The Holy Family: A Portrait of Humility**

The Holy Family: A Portrait of Humility** December 30, 2012

On today’s Feast of the Holy Family we hear a story about parents losing their only child. Not for a few minutes or even a couple of hours: Mary and Joseph lose Jesus for days. How delightful!

The Church draws our attention to a wonderfully confusing scene, where a frustrated Mary asks “Son, why have you done this to us? Your father and I have been looking for you with great anxiety.” To this agitated question, the child Jesus poses another question — “Why were you looking for me?

Why were you looking for me? Seriously? Just who does this kid think he is? The second part of his reply answers this question: the Son of God, that’s who — “Did you not know that I must be in my Father’s house?

Imagine how Joseph felt. Your father’s house. Oh, right. Your other father, the Father. Maybe that Father can also feed and clothe you and care for you and your mother in a foreign land while a bloodthirsty tyrant tries to kill you. Maybe that Father can find you when you randomly decide to wander to the temple and somehow stay there for three days.

Joseph could have said that or worse, beginning with the fact that he was the only person in his family who could sin. Imagine living in a household where you are the only sinner? Humility. Humility.

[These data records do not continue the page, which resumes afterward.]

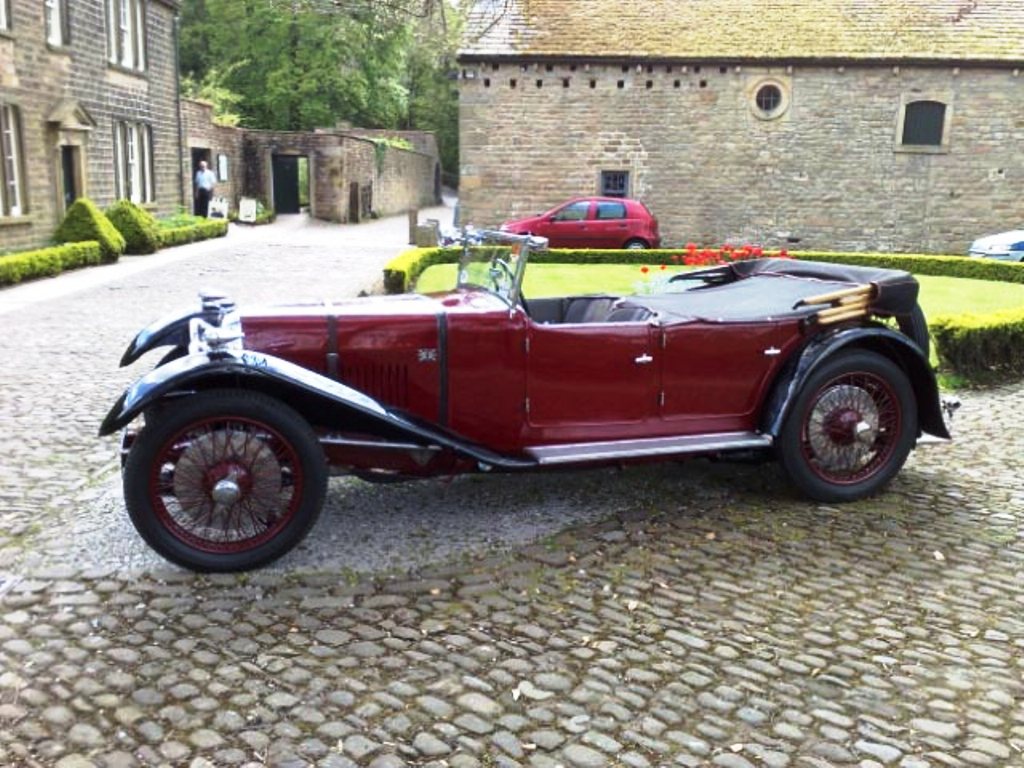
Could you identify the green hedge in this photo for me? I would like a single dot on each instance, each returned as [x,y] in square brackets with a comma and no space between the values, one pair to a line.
[136,225]
[977,347]
[86,222]
[981,347]
[192,232]
[45,262]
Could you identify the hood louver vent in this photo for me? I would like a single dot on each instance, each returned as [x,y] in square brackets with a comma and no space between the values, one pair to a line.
[387,383]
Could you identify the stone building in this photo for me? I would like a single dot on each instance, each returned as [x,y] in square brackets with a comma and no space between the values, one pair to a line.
[88,108]
[342,174]
[833,124]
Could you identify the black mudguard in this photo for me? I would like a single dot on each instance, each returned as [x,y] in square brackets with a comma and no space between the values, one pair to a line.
[892,344]
[169,331]
[333,403]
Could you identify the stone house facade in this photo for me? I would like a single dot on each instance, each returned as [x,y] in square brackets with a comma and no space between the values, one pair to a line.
[350,174]
[835,124]
[88,108]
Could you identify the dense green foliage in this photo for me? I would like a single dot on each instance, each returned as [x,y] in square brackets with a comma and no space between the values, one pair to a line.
[86,222]
[45,262]
[306,64]
[136,225]
[189,232]
[981,347]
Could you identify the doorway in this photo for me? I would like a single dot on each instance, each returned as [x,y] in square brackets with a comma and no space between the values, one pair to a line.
[199,154]
[71,186]
[291,182]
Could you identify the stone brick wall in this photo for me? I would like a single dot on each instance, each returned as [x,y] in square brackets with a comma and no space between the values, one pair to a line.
[43,81]
[825,174]
[395,179]
[200,132]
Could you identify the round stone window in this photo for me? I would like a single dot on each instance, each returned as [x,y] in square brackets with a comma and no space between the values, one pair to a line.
[770,99]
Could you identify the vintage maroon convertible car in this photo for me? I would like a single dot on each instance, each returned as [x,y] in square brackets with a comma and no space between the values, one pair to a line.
[818,366]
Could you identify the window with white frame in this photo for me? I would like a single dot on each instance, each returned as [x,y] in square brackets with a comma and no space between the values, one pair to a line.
[57,29]
[11,174]
[126,34]
[133,162]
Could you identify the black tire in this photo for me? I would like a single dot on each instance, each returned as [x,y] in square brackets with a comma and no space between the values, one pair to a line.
[257,454]
[850,428]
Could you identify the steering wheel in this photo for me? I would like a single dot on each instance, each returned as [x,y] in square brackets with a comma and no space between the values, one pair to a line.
[501,269]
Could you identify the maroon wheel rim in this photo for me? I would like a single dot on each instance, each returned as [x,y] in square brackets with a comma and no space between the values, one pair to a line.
[851,428]
[226,484]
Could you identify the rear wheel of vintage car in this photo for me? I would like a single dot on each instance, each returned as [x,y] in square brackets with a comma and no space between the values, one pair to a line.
[225,480]
[850,428]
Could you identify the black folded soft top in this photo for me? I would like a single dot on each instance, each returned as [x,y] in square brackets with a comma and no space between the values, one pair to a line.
[763,289]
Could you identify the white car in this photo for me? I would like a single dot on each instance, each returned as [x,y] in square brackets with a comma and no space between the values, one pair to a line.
[1005,246]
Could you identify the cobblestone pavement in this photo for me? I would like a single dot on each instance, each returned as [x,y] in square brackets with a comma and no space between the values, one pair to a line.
[689,615]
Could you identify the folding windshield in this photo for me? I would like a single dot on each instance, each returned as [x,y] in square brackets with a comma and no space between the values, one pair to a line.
[496,261]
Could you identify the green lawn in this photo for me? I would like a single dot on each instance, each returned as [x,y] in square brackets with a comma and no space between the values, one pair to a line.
[938,295]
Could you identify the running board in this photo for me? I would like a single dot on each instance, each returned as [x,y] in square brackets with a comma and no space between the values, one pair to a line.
[613,450]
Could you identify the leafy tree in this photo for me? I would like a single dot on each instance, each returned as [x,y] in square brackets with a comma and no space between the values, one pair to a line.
[298,65]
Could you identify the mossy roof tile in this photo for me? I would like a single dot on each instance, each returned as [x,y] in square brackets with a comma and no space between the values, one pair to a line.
[743,30]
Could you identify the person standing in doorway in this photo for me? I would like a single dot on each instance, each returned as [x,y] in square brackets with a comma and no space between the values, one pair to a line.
[205,181]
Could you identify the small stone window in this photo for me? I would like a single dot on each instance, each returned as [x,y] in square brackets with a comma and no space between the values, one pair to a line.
[57,27]
[923,123]
[11,169]
[769,98]
[614,183]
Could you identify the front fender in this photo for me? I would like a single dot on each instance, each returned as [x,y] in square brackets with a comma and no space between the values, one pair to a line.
[169,331]
[292,383]
[892,344]
[189,372]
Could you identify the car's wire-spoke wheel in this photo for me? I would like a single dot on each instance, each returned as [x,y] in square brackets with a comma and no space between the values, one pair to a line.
[850,429]
[225,480]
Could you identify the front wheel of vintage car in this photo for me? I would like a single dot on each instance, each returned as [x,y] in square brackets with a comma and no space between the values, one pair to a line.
[850,428]
[225,480]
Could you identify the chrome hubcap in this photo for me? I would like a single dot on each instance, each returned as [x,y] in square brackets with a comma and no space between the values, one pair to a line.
[225,492]
[844,428]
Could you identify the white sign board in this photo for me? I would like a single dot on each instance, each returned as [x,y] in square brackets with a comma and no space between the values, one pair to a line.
[247,210]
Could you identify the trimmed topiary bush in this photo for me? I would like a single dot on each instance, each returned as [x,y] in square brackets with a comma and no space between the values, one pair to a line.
[46,262]
[136,225]
[85,221]
[202,229]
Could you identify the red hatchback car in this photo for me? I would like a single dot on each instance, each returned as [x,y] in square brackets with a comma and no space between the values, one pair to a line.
[593,222]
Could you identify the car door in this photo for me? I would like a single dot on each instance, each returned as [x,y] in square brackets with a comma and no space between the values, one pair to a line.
[609,227]
[590,381]
[566,227]
[714,375]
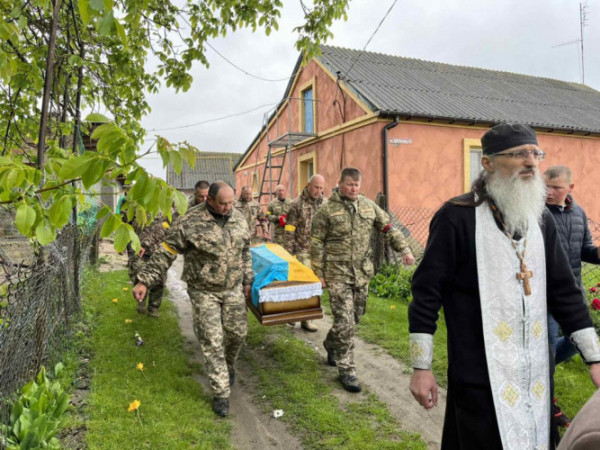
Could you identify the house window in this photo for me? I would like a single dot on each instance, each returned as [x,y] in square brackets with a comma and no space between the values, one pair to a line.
[308,110]
[307,167]
[472,162]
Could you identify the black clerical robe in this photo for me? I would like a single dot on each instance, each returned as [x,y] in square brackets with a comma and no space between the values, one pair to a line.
[447,277]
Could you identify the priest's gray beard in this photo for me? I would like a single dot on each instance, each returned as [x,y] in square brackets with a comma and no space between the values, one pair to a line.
[518,199]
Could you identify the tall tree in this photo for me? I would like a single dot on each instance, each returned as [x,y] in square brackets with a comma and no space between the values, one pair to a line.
[58,57]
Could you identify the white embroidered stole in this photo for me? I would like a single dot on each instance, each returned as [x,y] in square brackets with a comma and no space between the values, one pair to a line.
[515,332]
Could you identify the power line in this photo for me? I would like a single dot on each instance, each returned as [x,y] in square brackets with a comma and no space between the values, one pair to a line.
[212,120]
[372,36]
[245,71]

Humility.

The Holy Family is holy not for being perfect (although two out of three being born without sin is a distinct competitive advantage). Mary and Joseph thought they lost their kid, Jesus, only to be chided for looking for him and not recalling his need to be in his Father’s house. Joseph, his earthly father, is in a spectacularly tough spot: his chaste spouse is sinless and his son is the son of God. Great. That’s worse than being Shakespeare’s English teacher.

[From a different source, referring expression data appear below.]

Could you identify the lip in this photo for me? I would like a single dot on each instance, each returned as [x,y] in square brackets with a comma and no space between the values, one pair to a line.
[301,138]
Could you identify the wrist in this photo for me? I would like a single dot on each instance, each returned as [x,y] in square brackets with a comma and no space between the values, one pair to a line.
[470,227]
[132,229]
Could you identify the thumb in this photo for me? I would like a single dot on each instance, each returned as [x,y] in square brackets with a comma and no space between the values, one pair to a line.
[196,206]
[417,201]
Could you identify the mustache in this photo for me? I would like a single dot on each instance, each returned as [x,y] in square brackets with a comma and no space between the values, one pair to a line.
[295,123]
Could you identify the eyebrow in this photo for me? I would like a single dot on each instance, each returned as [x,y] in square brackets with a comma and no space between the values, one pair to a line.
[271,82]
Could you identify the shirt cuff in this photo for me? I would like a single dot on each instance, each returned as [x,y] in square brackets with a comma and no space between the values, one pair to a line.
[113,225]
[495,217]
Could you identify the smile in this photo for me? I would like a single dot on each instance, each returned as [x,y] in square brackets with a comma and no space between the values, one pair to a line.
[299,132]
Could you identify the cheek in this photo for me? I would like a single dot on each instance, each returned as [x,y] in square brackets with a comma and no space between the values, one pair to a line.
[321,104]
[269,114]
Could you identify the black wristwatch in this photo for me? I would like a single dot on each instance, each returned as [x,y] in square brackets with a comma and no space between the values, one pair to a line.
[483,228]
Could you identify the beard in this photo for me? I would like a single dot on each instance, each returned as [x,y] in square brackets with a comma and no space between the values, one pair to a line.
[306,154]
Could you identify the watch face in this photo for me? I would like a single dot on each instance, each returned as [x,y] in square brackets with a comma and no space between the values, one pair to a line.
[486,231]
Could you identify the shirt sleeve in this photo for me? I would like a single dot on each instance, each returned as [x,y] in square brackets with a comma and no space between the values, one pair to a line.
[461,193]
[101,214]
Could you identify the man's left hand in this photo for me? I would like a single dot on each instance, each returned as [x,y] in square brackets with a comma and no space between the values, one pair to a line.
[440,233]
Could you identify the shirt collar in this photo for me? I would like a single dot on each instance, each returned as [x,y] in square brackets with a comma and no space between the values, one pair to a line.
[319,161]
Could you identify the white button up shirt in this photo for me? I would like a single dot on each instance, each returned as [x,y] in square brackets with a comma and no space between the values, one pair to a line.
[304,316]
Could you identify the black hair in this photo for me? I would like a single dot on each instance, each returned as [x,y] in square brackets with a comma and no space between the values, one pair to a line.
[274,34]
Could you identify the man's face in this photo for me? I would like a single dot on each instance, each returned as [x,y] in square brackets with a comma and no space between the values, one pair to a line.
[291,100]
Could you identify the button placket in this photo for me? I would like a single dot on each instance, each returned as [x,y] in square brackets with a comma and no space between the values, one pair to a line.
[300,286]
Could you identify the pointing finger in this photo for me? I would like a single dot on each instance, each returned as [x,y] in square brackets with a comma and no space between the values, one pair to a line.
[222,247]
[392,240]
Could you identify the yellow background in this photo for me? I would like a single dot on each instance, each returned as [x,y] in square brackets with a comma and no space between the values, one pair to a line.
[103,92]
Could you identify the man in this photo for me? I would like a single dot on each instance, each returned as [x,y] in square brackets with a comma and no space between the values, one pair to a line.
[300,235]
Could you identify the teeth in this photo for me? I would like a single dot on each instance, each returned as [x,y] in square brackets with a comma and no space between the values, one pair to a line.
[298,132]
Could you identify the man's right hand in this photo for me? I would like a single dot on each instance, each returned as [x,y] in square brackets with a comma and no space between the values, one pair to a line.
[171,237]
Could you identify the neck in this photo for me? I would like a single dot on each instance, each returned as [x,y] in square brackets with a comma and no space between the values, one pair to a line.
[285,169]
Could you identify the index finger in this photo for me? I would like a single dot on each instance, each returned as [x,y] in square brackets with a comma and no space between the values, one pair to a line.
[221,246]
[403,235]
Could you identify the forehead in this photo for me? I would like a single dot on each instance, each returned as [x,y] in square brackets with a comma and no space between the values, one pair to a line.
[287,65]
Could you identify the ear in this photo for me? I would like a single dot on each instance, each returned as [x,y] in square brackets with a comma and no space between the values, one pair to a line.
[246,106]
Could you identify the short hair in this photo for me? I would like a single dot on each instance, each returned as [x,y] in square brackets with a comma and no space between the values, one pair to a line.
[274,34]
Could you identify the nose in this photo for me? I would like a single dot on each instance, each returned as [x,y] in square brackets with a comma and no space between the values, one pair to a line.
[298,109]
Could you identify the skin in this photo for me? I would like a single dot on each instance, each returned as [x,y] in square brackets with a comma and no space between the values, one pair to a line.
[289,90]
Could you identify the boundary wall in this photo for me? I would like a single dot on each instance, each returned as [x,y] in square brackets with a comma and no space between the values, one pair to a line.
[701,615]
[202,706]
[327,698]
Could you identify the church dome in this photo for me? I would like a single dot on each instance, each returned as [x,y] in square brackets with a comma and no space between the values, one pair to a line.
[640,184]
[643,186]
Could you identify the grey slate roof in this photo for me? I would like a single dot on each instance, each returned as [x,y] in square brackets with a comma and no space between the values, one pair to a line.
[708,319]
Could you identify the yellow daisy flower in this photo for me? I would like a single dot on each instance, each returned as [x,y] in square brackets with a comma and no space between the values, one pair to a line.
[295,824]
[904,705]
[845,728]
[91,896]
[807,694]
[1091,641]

What a circus act of a family! Sounds like every other family I’ve heard of. Sounds like mine, but even weirder. The Rochas have much to aspire to.

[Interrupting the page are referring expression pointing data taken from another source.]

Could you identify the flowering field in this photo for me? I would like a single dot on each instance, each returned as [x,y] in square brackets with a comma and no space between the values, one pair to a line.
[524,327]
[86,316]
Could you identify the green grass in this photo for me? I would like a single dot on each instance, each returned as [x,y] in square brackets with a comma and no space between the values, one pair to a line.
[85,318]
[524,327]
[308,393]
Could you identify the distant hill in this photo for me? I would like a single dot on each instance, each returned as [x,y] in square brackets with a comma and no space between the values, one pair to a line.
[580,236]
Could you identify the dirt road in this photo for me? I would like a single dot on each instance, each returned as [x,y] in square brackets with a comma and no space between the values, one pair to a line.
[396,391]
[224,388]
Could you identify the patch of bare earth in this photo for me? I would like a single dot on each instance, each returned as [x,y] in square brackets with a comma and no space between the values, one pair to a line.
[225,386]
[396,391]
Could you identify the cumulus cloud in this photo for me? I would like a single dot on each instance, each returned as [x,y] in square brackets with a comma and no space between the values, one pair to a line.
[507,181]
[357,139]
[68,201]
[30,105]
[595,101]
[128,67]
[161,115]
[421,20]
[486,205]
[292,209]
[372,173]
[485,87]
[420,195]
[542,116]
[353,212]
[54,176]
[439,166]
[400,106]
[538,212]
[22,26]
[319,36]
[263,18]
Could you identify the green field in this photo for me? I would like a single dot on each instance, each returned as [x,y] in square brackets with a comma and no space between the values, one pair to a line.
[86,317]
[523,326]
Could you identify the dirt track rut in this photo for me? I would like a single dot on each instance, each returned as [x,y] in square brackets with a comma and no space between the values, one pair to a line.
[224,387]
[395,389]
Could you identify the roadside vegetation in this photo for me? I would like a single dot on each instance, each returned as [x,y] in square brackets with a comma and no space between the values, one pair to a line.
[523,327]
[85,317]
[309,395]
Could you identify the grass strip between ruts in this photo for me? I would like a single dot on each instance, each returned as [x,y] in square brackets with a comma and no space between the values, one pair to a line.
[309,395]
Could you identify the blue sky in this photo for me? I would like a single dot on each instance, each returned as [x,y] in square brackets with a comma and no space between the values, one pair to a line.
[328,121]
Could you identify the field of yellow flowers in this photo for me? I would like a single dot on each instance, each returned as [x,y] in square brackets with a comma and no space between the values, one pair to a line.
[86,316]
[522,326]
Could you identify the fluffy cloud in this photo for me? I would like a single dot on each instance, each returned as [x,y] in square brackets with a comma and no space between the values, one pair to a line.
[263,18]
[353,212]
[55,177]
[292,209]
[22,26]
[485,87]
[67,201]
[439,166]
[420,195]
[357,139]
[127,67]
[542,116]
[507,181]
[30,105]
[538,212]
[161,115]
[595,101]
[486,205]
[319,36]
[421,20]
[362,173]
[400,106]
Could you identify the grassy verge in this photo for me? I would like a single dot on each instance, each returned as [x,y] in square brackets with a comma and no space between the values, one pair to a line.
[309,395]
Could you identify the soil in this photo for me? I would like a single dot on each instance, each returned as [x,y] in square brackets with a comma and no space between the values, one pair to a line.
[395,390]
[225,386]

The heart of this portrayal of the Holy Family is humility. Jesus humbled himself to take on our humanity. Mary humbled herself through her obedient “yes.” Joseph’s humility is everywhere, as he accepts the confusions, the maddening paradox of salvation history, and serves faithfully.

We cannot be sinless and we cannot understand or justify the details of the Gospel. But we can try to be humble. In fact, we might take this rather dysfunctional, confusing portrait of the Holy Family as a call to humility. A call to faith.

** I’m stealing and adapting most of my material from today’s excellent homily by Fr. Jon Vander Ploeg. Except the line about Shakespeare, I took that one from Sir Ken Robinson.